I am working with the raster and glcm packages to compute Haralick texture features on satellite imagery. I have successfully run the glcm() function using a single core but am working on running it in parallel. Here is the code I'm using:

# tiles is a list of raster extents, r is a raster

registerDoParallel(7)

out_raster = foreach(i=1:length(tiles),.combine = merge,.packages=c("raster","glcm")) %dopar% 

    glcm(crop(r,tiles[[i]]), n_grey=16, window=c(17,17), shift = c(1,1),
             min_x = rmin, max_x = rmax)

When I examine the temp files that are created, it appears each step of the merge creates a temp file, which takes a lot of hard drive space. Here is the overall image (2GB):

Full raster

and here are two of the temp files: Merge Step 1 Merge Step 2

Because the glcm function output for each tile is 3 GB, creating a temp file for each stepwise merge operation creates ~160GB of temp raster files. Is there a more space efficient way to run this in parallel?

1

There are 1 best solutions below

0
Andy On

I managed to save hard drive space by using gdal and building vrts. Below is the code I wrote running on the example data from the glcm package. The steps were 1: Create vrt files of the tiles; 2) Run the glcm function in parallel on each vrt tile (see glcm_parallel function); 3) Merge the tiles into a vrt and write the output raster using gdal warp. The vrt files are very small and the only temp files are just those created by the glcm function. This should help a lot with large rasters.

#Load Packages
library(raster)
library(sf)
library(rgdal)
library(glcm)
library(doParallel)
library(gdalUtils)

#Source helper functions
source("./tilebuild_buff.R")
source("./glcm_parallel.R")

#Read raster - example data from glcm package (saved to disk)
rasterfile = "./L5TSR_1986.tif"
r = raster("L5TSR_1986.tif")

#Create tiles directory if it doesn't exist and clear files if it exists
if(!file.exists("./tiles")){dir.create("./tiles")}
file.remove(list.files("./tiles/",full.names=T))
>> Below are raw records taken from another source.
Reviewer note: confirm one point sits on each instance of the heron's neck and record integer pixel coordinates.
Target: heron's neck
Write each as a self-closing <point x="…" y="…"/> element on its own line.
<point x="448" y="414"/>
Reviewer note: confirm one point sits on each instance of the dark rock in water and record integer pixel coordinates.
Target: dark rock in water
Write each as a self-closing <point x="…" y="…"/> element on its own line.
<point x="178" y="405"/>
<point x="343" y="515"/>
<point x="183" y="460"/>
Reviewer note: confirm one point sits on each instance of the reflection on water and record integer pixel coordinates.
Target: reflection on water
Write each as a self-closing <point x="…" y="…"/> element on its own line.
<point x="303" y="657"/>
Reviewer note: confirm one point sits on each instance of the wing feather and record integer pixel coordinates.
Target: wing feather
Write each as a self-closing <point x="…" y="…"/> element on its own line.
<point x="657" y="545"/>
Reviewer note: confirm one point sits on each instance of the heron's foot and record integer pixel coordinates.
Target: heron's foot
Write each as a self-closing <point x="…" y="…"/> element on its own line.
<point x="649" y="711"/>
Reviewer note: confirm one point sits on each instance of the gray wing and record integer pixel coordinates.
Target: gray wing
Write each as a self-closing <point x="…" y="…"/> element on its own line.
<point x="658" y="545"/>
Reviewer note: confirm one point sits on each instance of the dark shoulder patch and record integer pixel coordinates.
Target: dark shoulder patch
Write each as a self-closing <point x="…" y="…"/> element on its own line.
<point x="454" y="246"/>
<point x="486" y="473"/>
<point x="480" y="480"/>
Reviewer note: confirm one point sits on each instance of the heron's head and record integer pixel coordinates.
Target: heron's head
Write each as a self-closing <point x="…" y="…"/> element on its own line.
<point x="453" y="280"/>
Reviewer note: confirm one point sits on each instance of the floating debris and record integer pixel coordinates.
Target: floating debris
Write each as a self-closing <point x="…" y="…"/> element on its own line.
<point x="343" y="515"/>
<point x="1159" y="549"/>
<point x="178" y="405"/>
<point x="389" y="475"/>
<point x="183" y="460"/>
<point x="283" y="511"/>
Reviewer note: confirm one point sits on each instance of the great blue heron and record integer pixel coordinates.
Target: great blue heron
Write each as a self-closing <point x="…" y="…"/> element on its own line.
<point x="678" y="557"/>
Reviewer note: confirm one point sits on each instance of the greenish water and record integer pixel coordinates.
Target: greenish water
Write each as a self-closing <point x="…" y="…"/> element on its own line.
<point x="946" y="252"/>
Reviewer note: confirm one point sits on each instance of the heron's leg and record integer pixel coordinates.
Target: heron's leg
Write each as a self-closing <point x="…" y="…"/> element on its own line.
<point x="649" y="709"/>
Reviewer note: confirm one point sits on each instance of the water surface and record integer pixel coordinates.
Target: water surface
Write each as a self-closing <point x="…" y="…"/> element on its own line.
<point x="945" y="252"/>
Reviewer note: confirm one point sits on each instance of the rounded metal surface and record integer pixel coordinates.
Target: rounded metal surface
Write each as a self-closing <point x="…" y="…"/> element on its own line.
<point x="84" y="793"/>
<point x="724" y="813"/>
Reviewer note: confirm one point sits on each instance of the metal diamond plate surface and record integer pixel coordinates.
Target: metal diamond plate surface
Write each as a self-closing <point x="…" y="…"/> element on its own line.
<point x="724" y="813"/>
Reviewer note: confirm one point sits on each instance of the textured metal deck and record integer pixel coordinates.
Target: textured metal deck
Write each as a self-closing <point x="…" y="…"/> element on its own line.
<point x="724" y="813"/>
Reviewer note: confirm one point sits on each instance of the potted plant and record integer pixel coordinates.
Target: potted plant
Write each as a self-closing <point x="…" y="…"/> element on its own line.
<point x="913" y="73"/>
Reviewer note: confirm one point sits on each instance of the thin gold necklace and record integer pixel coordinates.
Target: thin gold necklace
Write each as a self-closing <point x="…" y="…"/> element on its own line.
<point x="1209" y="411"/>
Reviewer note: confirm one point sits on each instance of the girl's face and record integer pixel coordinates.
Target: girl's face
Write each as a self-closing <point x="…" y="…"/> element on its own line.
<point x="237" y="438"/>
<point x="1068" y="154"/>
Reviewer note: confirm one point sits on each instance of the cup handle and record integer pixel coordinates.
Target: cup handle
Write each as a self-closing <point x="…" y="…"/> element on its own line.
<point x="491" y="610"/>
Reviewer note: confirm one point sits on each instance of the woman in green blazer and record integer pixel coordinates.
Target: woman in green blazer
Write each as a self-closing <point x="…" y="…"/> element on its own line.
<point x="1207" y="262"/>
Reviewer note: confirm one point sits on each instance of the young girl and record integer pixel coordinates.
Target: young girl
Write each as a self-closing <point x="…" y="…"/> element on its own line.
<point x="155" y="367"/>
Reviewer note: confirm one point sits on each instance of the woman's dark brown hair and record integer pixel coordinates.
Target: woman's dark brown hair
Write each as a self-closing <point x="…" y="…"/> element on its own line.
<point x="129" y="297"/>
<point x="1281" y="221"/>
#Calculate tiles for parallel processing - returns x and y offsets, and widths
#to use with gdal_translate
jobs_buff = tilebuild_buff(r,nx=5,ny=2,buffer=c(5,5))

#Create vrt files for buffered tiles
for (i in 1:length(jobs_buff[,1])){
  fin = rasterfile
  fout = paste0("./tiles/t_",i,'.vrt')
  ex = as.numeric(jobs_buff[i,])
  gdal_utils('translate',fin,fout,options = c('-srcwin',ex,'-of','vrt'))
}

#Read in vrt files of raster tiles and set the nodata value
input.rasters = lapply(paste0("./tiles/", list.files("./tiles/",pattern="\\.vrt$")), raster)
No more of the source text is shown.